The California Department of Fish and Wildlife is reminding dog owners in the Feather River drainage area to take precautions to protect their pets from salmon poisoning disease, which can be fatal if not diagnosed in time.
The disease can be contracted by dogs that come into contact with fish from infested waters throughout the Pacific Northwest, including the southern Cascades and northern Sierras to the Feather River drainage. Salmon poisoning disease is caused by a bacteria-like organism transmitted by a parasitic flatworm, which affects both trout and salmon in an area roughly north of a diagonal line from Sausalito to Chico, and on the western slope of the Sierra/Cascade mountain range.
Dogs are infected after eating raw or cold-smoked fish infected with the parasitic flatworm.

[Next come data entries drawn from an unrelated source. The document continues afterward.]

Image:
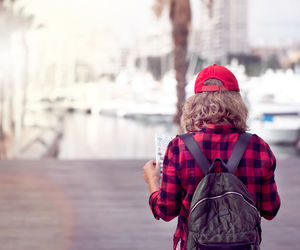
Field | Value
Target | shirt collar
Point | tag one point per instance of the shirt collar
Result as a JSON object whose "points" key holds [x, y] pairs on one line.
{"points": [[218, 129]]}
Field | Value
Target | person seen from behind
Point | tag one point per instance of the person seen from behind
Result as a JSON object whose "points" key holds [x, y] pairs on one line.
{"points": [[215, 116]]}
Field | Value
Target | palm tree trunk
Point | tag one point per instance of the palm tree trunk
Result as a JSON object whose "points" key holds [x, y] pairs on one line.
{"points": [[180, 14]]}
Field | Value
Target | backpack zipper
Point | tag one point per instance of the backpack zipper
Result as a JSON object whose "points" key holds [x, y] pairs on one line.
{"points": [[220, 196]]}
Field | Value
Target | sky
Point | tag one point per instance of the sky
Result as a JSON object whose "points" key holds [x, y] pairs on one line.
{"points": [[270, 21]]}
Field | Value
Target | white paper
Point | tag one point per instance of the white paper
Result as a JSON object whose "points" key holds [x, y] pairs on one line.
{"points": [[161, 144]]}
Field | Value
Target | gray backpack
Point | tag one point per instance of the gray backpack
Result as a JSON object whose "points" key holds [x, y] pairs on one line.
{"points": [[222, 214]]}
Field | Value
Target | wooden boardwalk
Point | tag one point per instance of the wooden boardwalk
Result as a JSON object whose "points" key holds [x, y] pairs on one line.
{"points": [[103, 205]]}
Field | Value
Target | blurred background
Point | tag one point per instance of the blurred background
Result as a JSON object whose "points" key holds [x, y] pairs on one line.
{"points": [[98, 79]]}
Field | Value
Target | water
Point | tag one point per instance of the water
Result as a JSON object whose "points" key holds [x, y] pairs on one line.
{"points": [[104, 137], [95, 136]]}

All fish caught or originating from streams in Northern California, Oregon, or Southern Washington could potentially be infected with the disease-carrying parasite.
Pet owners who suspect their dog has eaten raw fish are advised to watch for signs of the disease to appear — symptoms may include distemper, a rise in body temperature, loss of appetite, vomiting, diarrhea, listlessness or rapid weight loss.
If a canine begins to show symptoms, pet owners are advised to promptly take their dog to a veterinarian. The disease is relatively easy to cure if diagnosed in time but will almost certainly kill a dog if left untreated, the CDFW stated in a press release.
The parasite cannot survive in cooked fish, is not harmful to humans and does not affect pets other than dogs.